Jeane Dixon was guest on late night TV as well as frequently in magazines and other media because she made predictions-some of which came true but mostly were off target. For years, media featured her New Year predictions. Her notoriety sprung from her prediction that the 1960 Presidential election would be won by a Democrat but the winner would not live out his term. Following President John Kennedy’s assassination, someone remembered her prediction and the rest, as they say, is history.
From Wiki, comes the definition of the Jean Dixon Effect.
John Allen Paulos, a mathematician at Temple University, coined the term ‘the Jeane Dixon effect’, which references a tendency to promote a few correct predictions while ignoring a larger number of incorrect predictions.[1] Many of Dixon’s predictions proved erroneous, such as her claims that a dispute over the offshore Chinese islands of Quemoy and Matsu would trigger the start of World War III in 1958, that American labor leader Walter Reuther would run for President of the United States in the 1964 presidential election, that the second child of Canadian Prime Minister Pierre Trudeau and his young wife Margaret would be a girl (it was a boy), and that the Russians would be the first to put men on the moon.[15][16]

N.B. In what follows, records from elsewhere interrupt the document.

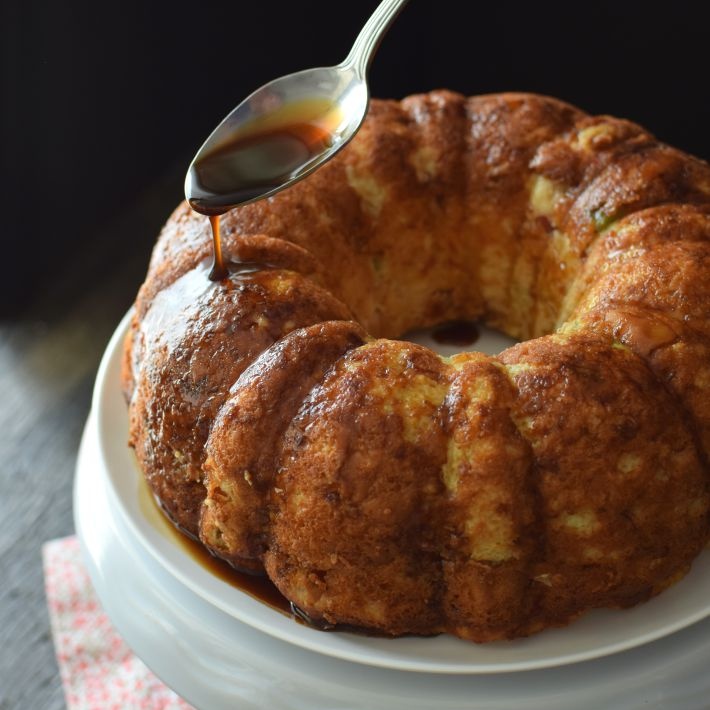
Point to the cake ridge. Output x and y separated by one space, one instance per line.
386 488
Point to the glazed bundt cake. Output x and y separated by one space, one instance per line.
384 487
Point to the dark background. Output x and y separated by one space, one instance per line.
105 103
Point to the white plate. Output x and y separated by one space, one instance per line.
218 663
597 634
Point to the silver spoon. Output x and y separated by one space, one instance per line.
287 128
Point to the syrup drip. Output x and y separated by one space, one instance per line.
258 158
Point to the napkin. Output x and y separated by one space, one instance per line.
98 670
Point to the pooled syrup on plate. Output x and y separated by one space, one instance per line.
259 157
258 586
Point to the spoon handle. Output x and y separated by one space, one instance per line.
371 34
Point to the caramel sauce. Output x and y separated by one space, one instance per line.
259 587
460 333
259 157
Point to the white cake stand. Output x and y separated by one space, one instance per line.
200 647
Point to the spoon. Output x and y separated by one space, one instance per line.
283 131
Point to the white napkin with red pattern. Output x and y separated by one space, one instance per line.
98 670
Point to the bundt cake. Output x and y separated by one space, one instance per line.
383 487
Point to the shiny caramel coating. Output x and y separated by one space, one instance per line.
383 487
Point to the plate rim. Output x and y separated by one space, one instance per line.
312 639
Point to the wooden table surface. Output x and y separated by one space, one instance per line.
49 355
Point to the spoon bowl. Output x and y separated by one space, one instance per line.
279 134
287 128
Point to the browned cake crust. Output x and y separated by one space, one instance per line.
382 486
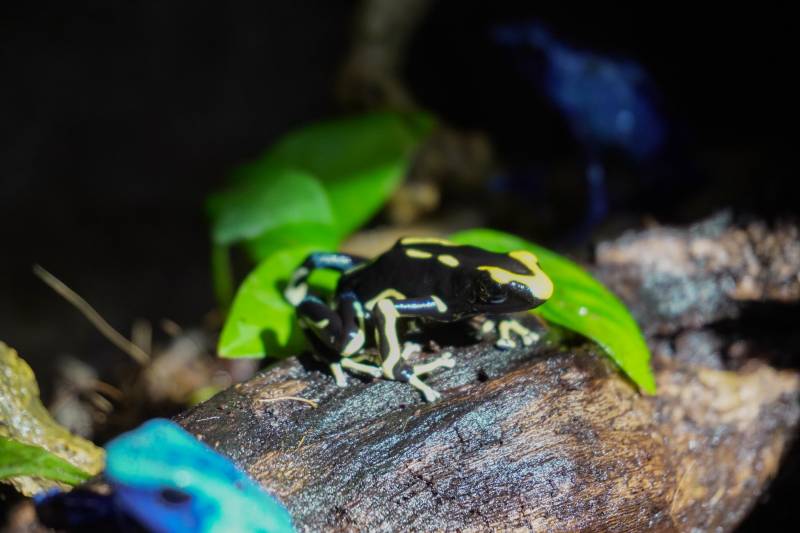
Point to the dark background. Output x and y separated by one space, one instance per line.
117 118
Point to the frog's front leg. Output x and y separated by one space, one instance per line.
386 312
297 288
340 331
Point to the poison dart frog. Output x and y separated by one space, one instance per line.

I think it is time to declare the Theory of Man-Made Global Warming Effect. The theory certainly fits the Effect definition as posited by John Allen Paulos.
And it is about time to do that. A new, ultra-fast computer, the Cheyenne, has just been brought on-line in Wyoming. It will be used to do studies, some of which will be related to “man-made global warming”. What we can expect are more erroneous predictions made faster than they used to be. That’s progress. And of course, it means more doom-laden stories for the media to circulate.